During the talk, Bend referred to “Holoscenes,” a water tank performance that comments on rising sea levels, directed by Lars Jan and Early Morning Opera, describing it as “part dance, part clown work, and part object performance … because object performance is definitely a form of puppetry.”
“The performers do very everyday things. They clean the tank. They sell pomegranates on the side of the street,” she said. Yet, “It floods and recedes and floods and recedes … They sleep, and it’s shocking to watch.”
For Bend, the performing arts emphasize new ways of interpreting everyday events. “After [the flood] is upsetting, you realize how beautiful the water is,” she said.
Bend added that the environment around the puppet was also important. In “If My Feet Have Lost The Ground,” an original show about a woman who spends more time on planes than at home travelling abroad for work, Bend said that she was very interested by the concept of space.
“What are the aesthetics of these spaces that were very glass, metal, sort of industrial?” she said, “And this particular character’s relationship to [this environment] being safer than her home.”
After the Scholars’ Convocation, Bend hosted a puppetry workshop teaching participants how to bring everyday objects to life, in place of marionettes.

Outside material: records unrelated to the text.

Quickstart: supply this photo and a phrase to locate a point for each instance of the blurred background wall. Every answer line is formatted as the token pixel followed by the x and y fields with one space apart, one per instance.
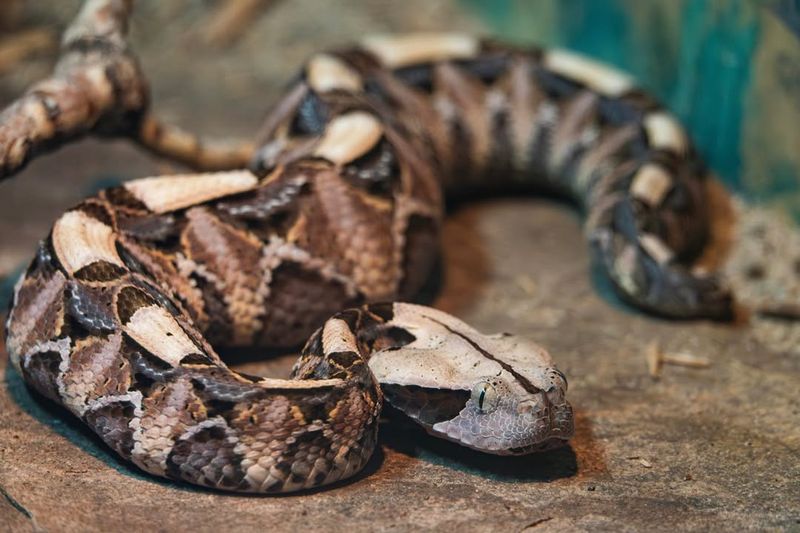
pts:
pixel 730 69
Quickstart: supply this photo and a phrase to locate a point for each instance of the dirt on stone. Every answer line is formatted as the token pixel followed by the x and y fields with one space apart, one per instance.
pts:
pixel 701 448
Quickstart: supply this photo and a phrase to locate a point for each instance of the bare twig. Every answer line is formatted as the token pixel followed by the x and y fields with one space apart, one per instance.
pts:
pixel 656 359
pixel 785 312
pixel 97 87
pixel 17 46
pixel 229 21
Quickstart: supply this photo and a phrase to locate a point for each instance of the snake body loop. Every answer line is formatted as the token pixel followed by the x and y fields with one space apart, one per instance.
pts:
pixel 341 207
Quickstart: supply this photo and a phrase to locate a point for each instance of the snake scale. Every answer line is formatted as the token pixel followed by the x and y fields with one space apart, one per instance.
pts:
pixel 117 314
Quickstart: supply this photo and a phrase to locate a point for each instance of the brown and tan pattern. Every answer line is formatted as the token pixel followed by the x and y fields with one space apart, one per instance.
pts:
pixel 341 206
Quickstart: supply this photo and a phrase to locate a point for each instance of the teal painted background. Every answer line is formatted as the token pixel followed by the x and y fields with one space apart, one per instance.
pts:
pixel 730 69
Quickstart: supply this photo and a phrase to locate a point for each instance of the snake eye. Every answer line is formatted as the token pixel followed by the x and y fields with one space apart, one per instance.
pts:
pixel 485 397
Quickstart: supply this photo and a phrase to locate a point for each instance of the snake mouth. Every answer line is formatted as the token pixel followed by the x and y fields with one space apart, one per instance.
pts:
pixel 544 433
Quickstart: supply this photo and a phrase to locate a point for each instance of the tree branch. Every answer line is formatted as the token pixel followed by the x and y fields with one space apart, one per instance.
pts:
pixel 98 87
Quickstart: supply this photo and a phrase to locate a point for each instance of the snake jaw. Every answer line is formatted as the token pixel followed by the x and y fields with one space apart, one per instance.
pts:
pixel 516 427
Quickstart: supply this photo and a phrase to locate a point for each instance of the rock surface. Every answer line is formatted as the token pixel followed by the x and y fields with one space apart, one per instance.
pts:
pixel 699 448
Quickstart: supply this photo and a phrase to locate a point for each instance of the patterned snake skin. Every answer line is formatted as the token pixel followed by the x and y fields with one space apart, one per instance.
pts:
pixel 116 316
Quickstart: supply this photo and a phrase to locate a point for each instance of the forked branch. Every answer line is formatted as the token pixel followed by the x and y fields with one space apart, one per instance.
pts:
pixel 98 87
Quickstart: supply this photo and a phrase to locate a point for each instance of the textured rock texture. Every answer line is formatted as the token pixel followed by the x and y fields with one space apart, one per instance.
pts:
pixel 700 448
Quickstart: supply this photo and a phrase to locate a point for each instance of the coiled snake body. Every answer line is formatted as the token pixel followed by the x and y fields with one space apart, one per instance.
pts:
pixel 117 314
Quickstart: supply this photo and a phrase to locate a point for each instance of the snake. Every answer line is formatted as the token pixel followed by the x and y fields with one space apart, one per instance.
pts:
pixel 119 313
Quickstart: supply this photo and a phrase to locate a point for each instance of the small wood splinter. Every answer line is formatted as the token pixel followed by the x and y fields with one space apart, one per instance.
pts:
pixel 656 359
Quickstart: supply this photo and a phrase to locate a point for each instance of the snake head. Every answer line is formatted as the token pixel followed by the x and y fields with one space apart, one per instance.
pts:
pixel 498 394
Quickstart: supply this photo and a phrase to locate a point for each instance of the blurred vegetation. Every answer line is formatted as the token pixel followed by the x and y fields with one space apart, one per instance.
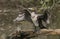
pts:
pixel 9 10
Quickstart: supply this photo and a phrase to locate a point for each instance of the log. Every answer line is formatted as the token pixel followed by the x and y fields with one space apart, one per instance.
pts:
pixel 30 33
pixel 44 31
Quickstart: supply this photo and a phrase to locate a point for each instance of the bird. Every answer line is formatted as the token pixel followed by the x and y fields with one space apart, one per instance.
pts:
pixel 39 21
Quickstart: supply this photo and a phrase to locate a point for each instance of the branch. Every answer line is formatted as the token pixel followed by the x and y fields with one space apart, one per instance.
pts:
pixel 44 31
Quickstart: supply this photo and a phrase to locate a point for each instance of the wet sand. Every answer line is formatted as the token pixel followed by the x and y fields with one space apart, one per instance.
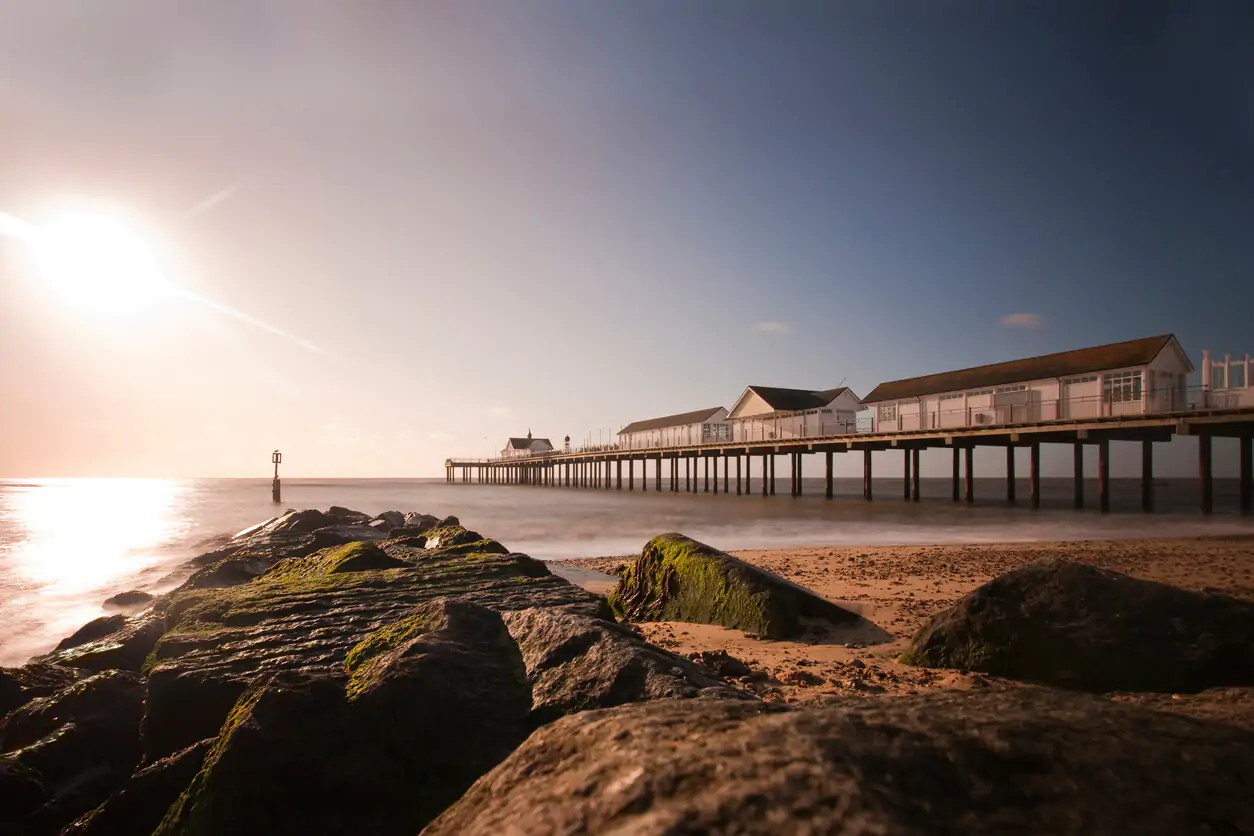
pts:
pixel 898 588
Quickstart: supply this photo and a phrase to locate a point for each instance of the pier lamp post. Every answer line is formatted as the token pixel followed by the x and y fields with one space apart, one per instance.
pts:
pixel 275 490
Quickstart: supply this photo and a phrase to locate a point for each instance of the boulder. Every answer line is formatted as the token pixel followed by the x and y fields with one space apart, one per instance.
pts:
pixel 123 649
pixel 576 662
pixel 1006 761
pixel 679 579
pixel 421 707
pixel 129 599
pixel 79 745
pixel 1081 627
pixel 141 804
pixel 218 639
pixel 94 629
pixel 19 686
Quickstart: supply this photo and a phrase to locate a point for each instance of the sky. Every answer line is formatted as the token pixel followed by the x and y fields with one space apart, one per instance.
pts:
pixel 447 223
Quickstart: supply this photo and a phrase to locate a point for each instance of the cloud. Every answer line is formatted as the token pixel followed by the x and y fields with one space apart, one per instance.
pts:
pixel 1023 320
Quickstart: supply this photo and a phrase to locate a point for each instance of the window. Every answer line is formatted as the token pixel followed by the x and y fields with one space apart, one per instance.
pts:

Students and faculty worked together to form quick performances using shower caps, craft paper and thin packaging foam sheets.

Bend emphasized that puppetry is about using what one has at their disposal, considering the limit of objects and materials. Responding to a student’s question about the process of puppet making, she said, “We go, we scrounge, and we make a bunch of materials that we can find on hand … but it is really trial and error,” adding that Walmart sweeping pads had been “essential.”
Last summer, Bend’s puppetry class at Duke University went to Wilford, N.C. In collaboration with artists and scientists, they crafted a puppet of a white whale — Granite, Wilford’s community mascot.
“The community just decided about showing off nature and thinking about nature,” she said, adding that such intent could begin the process of truly understanding the impact of the climate crisis within the performing arts. “What was exciting about this summer project is it really kind of proved to me that the Granite Science Parade is working.”
Bend said she had participated in a workshop in North Carolina with teachers and scientists figuring out how to teach science to middle school students. Though this was one of her first experiences teaching with puppetry, she said the goals were clear and the intent was shared among everyone.
“This is magical, and the most impressive thing was that these people were excited,” she said.
Bend’s message revolves around the idea that the performing arts and puppetry can introduce and teach creative commentary on the climate crisis to anyone willing to step in. She said she believes that teaching this aspect of the performing arts brings the community together — “It has become this really positive and exciting solution.”